With Japan and China -2.4% and -3.3%, respectively, what other big Equity indices are down so far for the YTD?
- SP500 -0.9%
- MSCI World Index -0.9%
- MSCI Emerging Latin American Index -2.1%
- MSCI Emerging Market Index -2.3%
- MSCI Asia ex-Japan Index -2.4%
This shouldn’t be a huge conceptual surprise given that the US Dollar is +0.9% YTD. Emerging Markets in particular do not like #StrongDollar. But those of you who embraced that reality into the USD’s 2013 highs (July) know what’s going on there too.
Can the US Dollar continue higher? With Janet Yellen being confirmed tonight, I doubt it. But my doubts are often wrong, so we’ll deal with whatever Mr. Macro Market decides on this front. Is there any other way to accept what’s really going on?
From a long-term @Hedgeye TAIL risk perspective, where the US Dollar Index is at is significant in that it’s a principal and directional driver for other massively interconnected global macro risks. Check out the last price of the following Big 3 Macro levels vs. our TAIL lines:
- US Dollar Index long-term TAIL line = $81.12
- Copper’s long-term TAIL line = $3.33/lb
- WTIC and Brent Oil long-term TAIL lines = $98.26 and $108.89, respectively
While Dollar UP, Oil DOWN doesn’t yet have the correlation risk in our model that we’d jump up and down about (30 day and 180 day USD/Brent Oil correlations are +0.21 and -0.45, respectively), that doesn’t mean the Mr. Macro Market won’t change that.
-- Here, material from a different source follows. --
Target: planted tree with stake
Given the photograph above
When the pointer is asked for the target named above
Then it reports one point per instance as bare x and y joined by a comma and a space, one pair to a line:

On last week’s +0.5% move in the US Dollar Index:
- WTIC Oil was down -6.3%
- Brent Oil was down -4.7%
- Oil Volatility (VIX) was +30.9%! to 20.60
As I am sure Goodman would agree, volatility in an “asset class” that everyone and their brother is net long of breeds contempt. A breakout towards 30-40 Oil VIX would most certainly wake up consensus – because consensus is big time long of oil.
Looking at last week’s closing CFTC Futures/Options consensus positioning, here’s what I mean by that:
- BULLS: Crude Oil is the biggest net long position in Global Macro right now at +381,392 contracts
- BEARS: Japanese Yen is the biggest net short position in Global Macro at -143,384 contracts
In other words, if you are long Oil and the Nikkei on Down Yen expectations, join the club.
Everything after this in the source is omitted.